Use the runtime API in agent code and tests. Use direct querySelector only when writing the runtime itself or debugging low-level attribute issues.

Use Cases

AI Agents

Browser-based AI agents — whether built on Claude, GPT-4o, or any other model — can call window.__CORTEX_UI__ methods to understand the current UI state without relying on screenshot analysis or fragile CSS selectors. The runtime is the foundation of reliable AI automation on CortexUI-annotated pages.

Automated Testing

Testing frameworks can use the runtime to assert on semantic state rather than implementation details. Instead of checking that a button has class btn--loading, you check that getAvailableActions() returns the action with state: 'loading'. Your tests survive visual redesigns.

Devtools

The CortexUI devtools extension uses the runtime to power its AI contract inspector panel.

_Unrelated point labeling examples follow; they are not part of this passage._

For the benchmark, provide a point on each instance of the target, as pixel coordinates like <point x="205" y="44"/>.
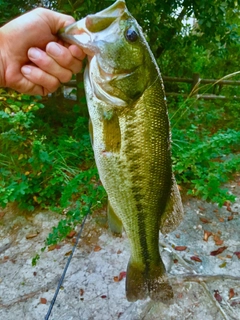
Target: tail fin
<point x="144" y="282"/>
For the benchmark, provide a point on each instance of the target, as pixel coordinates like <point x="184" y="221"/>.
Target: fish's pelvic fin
<point x="115" y="224"/>
<point x="141" y="283"/>
<point x="173" y="213"/>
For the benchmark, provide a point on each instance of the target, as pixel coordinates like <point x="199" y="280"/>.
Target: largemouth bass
<point x="131" y="141"/>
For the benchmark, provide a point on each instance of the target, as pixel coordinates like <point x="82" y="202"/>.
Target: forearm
<point x="2" y="65"/>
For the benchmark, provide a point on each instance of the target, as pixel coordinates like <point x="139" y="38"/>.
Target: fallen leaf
<point x="122" y="275"/>
<point x="237" y="253"/>
<point x="217" y="296"/>
<point x="196" y="258"/>
<point x="223" y="265"/>
<point x="97" y="248"/>
<point x="207" y="234"/>
<point x="2" y="214"/>
<point x="231" y="293"/>
<point x="204" y="220"/>
<point x="71" y="234"/>
<point x="81" y="291"/>
<point x="218" y="251"/>
<point x="217" y="240"/>
<point x="43" y="300"/>
<point x="228" y="205"/>
<point x="180" y="248"/>
<point x="31" y="235"/>
<point x="53" y="247"/>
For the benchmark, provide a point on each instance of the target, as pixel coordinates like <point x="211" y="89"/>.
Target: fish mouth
<point x="88" y="31"/>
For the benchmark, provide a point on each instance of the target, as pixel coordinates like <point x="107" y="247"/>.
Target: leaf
<point x="204" y="220"/>
<point x="218" y="251"/>
<point x="217" y="240"/>
<point x="31" y="235"/>
<point x="207" y="234"/>
<point x="71" y="234"/>
<point x="81" y="291"/>
<point x="223" y="265"/>
<point x="217" y="296"/>
<point x="180" y="248"/>
<point x="97" y="248"/>
<point x="43" y="300"/>
<point x="196" y="258"/>
<point x="120" y="276"/>
<point x="237" y="253"/>
<point x="231" y="293"/>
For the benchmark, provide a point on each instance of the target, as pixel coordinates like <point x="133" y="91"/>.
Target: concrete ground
<point x="206" y="285"/>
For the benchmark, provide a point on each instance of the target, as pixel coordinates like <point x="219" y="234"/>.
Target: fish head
<point x="124" y="65"/>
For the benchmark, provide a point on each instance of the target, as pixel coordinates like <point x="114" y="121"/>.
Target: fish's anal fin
<point x="141" y="283"/>
<point x="173" y="213"/>
<point x="115" y="224"/>
<point x="136" y="283"/>
<point x="159" y="286"/>
<point x="90" y="129"/>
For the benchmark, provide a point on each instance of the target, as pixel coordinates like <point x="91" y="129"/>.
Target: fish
<point x="131" y="139"/>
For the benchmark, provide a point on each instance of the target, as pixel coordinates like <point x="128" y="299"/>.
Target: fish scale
<point x="131" y="141"/>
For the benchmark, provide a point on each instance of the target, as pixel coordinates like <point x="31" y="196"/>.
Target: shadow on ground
<point x="202" y="258"/>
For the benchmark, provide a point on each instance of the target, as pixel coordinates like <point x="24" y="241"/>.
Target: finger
<point x="77" y="52"/>
<point x="49" y="65"/>
<point x="36" y="76"/>
<point x="54" y="19"/>
<point x="64" y="56"/>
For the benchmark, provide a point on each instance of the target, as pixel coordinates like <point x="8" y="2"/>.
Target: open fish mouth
<point x="88" y="31"/>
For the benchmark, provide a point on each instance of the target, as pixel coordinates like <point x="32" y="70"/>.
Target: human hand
<point x="32" y="59"/>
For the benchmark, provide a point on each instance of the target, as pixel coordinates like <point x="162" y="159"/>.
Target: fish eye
<point x="131" y="35"/>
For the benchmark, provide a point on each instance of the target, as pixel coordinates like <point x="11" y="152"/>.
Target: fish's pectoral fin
<point x="115" y="224"/>
<point x="142" y="282"/>
<point x="173" y="213"/>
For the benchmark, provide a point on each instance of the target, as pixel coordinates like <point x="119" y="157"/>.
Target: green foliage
<point x="46" y="158"/>
<point x="206" y="141"/>
<point x="46" y="164"/>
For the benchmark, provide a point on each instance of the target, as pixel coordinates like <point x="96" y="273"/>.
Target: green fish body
<point x="131" y="141"/>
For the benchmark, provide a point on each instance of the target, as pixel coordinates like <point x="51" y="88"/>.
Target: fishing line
<point x="67" y="264"/>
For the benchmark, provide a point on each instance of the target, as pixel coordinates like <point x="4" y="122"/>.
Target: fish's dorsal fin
<point x="173" y="213"/>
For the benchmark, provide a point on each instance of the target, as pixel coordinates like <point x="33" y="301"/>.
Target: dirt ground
<point x="202" y="258"/>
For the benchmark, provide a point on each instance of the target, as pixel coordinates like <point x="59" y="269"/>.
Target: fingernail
<point x="34" y="53"/>
<point x="54" y="49"/>
<point x="26" y="70"/>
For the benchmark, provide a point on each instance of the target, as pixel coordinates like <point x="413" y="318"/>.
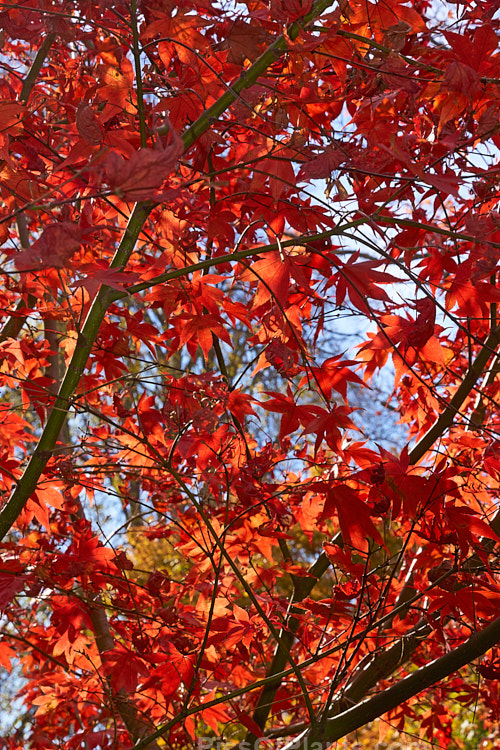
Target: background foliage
<point x="239" y="242"/>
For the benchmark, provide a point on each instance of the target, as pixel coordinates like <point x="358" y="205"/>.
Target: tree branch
<point x="356" y="717"/>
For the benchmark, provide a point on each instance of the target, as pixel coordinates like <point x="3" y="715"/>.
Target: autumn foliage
<point x="237" y="238"/>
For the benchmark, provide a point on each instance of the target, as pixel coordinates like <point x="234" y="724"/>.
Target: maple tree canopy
<point x="225" y="228"/>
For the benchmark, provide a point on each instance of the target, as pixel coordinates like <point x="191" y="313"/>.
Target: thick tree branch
<point x="379" y="664"/>
<point x="356" y="717"/>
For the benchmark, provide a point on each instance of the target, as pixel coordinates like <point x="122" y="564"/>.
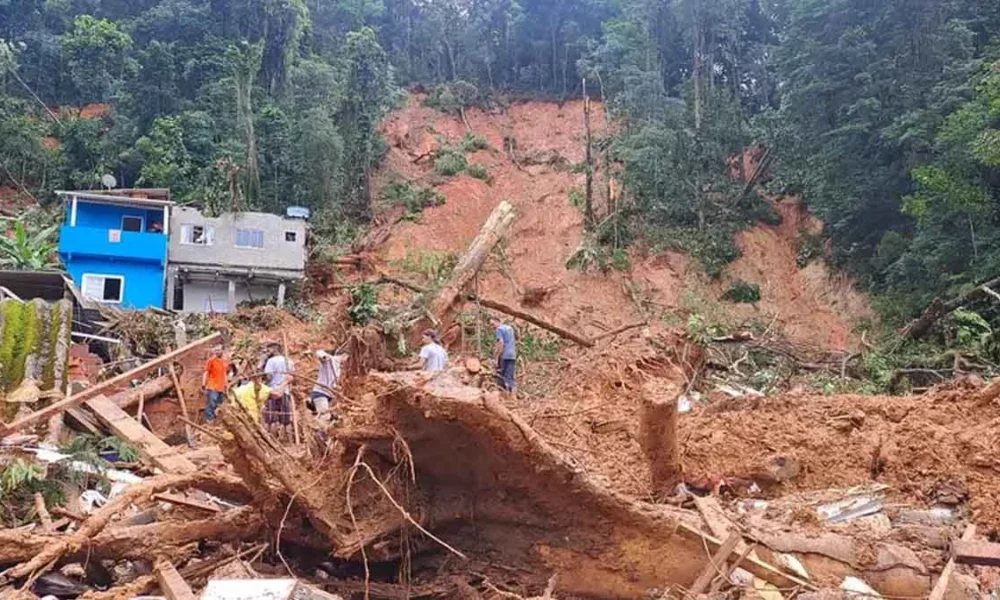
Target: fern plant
<point x="28" y="252"/>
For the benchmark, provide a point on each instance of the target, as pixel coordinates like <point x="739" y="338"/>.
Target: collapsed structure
<point x="435" y="486"/>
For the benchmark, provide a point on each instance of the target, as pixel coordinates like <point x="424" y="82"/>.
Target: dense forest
<point x="883" y="114"/>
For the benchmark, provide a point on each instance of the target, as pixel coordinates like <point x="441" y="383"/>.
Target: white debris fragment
<point x="856" y="588"/>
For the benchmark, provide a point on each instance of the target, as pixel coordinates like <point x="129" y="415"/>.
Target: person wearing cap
<point x="278" y="369"/>
<point x="433" y="356"/>
<point x="214" y="380"/>
<point x="505" y="355"/>
<point x="330" y="370"/>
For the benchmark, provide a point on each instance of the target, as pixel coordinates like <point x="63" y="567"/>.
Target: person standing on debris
<point x="252" y="395"/>
<point x="330" y="370"/>
<point x="433" y="356"/>
<point x="278" y="369"/>
<point x="214" y="381"/>
<point x="506" y="354"/>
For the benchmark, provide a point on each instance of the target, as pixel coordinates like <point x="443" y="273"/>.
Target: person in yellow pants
<point x="252" y="396"/>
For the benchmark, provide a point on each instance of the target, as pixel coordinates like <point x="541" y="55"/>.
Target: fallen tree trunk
<point x="500" y="490"/>
<point x="138" y="542"/>
<point x="259" y="460"/>
<point x="47" y="557"/>
<point x="528" y="317"/>
<point x="148" y="390"/>
<point x="938" y="309"/>
<point x="475" y="256"/>
<point x="110" y="384"/>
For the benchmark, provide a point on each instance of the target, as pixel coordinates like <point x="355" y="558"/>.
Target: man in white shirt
<point x="433" y="356"/>
<point x="279" y="369"/>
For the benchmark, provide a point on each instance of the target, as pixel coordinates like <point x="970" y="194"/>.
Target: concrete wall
<point x="277" y="253"/>
<point x="143" y="285"/>
<point x="198" y="293"/>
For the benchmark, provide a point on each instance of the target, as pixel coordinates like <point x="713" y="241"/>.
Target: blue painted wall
<point x="139" y="257"/>
<point x="143" y="287"/>
<point x="109" y="216"/>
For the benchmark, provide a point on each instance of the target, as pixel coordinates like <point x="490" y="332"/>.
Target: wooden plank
<point x="99" y="389"/>
<point x="941" y="587"/>
<point x="971" y="552"/>
<point x="716" y="565"/>
<point x="171" y="583"/>
<point x="180" y="500"/>
<point x="151" y="448"/>
<point x="180" y="398"/>
<point x="752" y="565"/>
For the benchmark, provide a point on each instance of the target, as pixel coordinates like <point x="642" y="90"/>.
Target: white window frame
<point x="236" y="238"/>
<point x="187" y="235"/>
<point x="142" y="223"/>
<point x="103" y="276"/>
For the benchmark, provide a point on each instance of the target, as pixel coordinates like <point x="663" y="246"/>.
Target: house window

Every panel update is driven by polling the same five methods available to agents.

Analytics and Observability

getRecentEvents() provides a lightweight audit trail of AI-contract interactions. You can forward events to your analytics pipeline to track how agents interact with your application.

Method Quick Reference

// Get the current screen
window.__CORTEX_UI__.getScreenContext()
// → { screen: 'user-profile', entity: 'user', entityId: 'user-123', sections: [...] }

// Get all available actions
window.__CORTEX_UI__.getAvailableActions()
// → [{ id: 'save-profile', action: 'save-profile', state: 'idle', section: 'profile-form' }]

// Get a form's schema
window.__CORTEX_UI__.getFormSchema('edit-profile-form')
// → { formId: 'edit-profile-form', fields: [{ id: '...', fieldType: '...', ... }] }

// Get all visible entities
window.__CORTEX_UI__.getVisibleEntities()
// → [{ entity: 'user', entityId: 'user-123', section: 'header' }]

// Get recent events
window.__CORTEX_UI__.getRecentEvents()
// → [{ type: 'action_triggered', actionId: 'save-profile', timestamp: 1700000001 }]
Important

The runtime reads current DOM state. If a component has not yet rendered (e.g. a lazy-loaded tab panel), its data will not appear in runtime output. Always ensure the UI has settled before calling runtime methods in agent or test code.